Je gebruikt je benen om een spagaat te maken . Bij een spagaat strek je je benen en je tenen zijwaarts . Je gebruikt je benen om neer te komen na een sprong . Je moet je knieen buigen wanneer je neerkomt .
Je kunt je rug buigen en een bruggetje maken . Je lichaam is dan gevormd als een boog . Je kunt jezelf oprollen tot een bal en achterover of voorover over een mat rollen . Op welke andere manieren kun je rollen ?
Wanneer je aan het turnen bent , krijg je het warm en begin je te zweten . Je raakt misschien ook buiten adem . Je hart gaat sneller kloppen . De spieren in je armen en benen doen misschien pijn en voelen vermoeid aan .

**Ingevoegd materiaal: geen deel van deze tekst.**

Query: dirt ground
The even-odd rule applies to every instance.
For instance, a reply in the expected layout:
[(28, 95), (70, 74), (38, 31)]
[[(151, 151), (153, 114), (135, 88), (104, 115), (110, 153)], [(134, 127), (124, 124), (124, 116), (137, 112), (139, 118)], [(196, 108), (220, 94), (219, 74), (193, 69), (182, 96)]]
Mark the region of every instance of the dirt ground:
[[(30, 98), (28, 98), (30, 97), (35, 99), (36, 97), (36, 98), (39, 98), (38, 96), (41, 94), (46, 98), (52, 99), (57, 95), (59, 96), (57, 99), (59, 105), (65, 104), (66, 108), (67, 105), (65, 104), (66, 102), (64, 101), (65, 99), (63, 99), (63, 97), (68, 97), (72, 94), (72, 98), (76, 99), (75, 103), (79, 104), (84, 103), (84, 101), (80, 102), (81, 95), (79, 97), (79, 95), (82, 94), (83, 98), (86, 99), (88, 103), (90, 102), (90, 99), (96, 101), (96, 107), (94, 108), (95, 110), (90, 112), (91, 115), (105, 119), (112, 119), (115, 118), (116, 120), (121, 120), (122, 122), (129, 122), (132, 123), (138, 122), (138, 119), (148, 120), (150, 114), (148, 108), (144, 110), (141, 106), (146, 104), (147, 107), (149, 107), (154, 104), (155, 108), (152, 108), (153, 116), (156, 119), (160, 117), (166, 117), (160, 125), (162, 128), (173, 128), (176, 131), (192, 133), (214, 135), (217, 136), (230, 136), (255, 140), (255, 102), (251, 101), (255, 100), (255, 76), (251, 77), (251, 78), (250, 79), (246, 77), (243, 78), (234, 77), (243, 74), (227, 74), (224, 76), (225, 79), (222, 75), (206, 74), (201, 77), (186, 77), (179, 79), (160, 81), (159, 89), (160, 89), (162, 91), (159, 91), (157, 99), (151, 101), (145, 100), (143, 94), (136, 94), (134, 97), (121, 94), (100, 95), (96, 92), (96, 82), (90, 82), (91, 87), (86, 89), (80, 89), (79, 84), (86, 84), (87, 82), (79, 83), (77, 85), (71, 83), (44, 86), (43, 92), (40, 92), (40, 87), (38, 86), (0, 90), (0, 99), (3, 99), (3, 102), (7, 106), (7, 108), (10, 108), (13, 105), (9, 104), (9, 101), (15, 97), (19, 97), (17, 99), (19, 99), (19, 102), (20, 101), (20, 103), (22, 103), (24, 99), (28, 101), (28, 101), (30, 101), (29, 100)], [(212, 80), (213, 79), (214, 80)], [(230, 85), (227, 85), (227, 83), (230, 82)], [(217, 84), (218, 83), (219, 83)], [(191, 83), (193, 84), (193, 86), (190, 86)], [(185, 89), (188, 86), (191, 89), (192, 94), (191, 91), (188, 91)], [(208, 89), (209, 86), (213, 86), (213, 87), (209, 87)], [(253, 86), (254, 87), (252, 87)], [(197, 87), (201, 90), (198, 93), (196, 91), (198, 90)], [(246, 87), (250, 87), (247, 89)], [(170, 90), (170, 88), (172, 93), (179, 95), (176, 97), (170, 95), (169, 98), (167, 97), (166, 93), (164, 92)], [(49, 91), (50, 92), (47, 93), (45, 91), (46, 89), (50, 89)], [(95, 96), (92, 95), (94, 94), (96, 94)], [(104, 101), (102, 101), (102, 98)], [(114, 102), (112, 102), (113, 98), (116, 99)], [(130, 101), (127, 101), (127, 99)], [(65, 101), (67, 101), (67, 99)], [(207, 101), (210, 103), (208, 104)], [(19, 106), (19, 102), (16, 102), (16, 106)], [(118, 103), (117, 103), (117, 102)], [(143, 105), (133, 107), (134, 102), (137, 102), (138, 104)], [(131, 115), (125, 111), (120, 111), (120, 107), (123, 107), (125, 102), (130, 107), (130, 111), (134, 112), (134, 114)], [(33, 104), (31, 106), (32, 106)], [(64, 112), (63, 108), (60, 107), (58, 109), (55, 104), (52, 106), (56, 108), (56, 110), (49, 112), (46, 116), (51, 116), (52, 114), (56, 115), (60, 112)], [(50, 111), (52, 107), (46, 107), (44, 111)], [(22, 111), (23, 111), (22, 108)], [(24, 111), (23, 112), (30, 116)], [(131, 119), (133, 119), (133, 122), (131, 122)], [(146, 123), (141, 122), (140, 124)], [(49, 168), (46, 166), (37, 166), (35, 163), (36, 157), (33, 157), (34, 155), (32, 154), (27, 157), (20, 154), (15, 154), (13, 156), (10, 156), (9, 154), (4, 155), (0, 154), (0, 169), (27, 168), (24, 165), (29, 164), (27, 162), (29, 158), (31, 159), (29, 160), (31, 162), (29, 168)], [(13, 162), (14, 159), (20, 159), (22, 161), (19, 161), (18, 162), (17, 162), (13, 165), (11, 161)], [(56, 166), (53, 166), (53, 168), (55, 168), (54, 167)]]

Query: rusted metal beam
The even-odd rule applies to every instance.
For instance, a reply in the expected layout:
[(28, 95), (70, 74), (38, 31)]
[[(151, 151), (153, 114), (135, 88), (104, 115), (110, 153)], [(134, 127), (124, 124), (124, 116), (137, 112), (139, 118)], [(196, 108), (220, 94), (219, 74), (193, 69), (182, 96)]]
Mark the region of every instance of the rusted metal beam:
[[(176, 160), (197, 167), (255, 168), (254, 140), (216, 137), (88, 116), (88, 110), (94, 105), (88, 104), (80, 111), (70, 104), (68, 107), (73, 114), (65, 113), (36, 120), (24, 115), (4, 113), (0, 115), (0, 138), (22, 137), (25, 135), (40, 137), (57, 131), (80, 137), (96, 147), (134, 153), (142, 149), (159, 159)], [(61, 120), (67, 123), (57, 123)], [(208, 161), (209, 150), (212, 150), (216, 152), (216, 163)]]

Turnen is een goede manier om plezier te hebben . Misschien maak je nieuwe vrienden wanneer je turnt . Het voelt fijn om beter te worden in turnen . Naarmate je sterker wordt , kun je meer vaardigheden leren . Je moet je altijd opwarmen voordat je gaat turnen . Door je spieren te strekken , warm je ze op en voorkom je dat je geblesseerd raakt .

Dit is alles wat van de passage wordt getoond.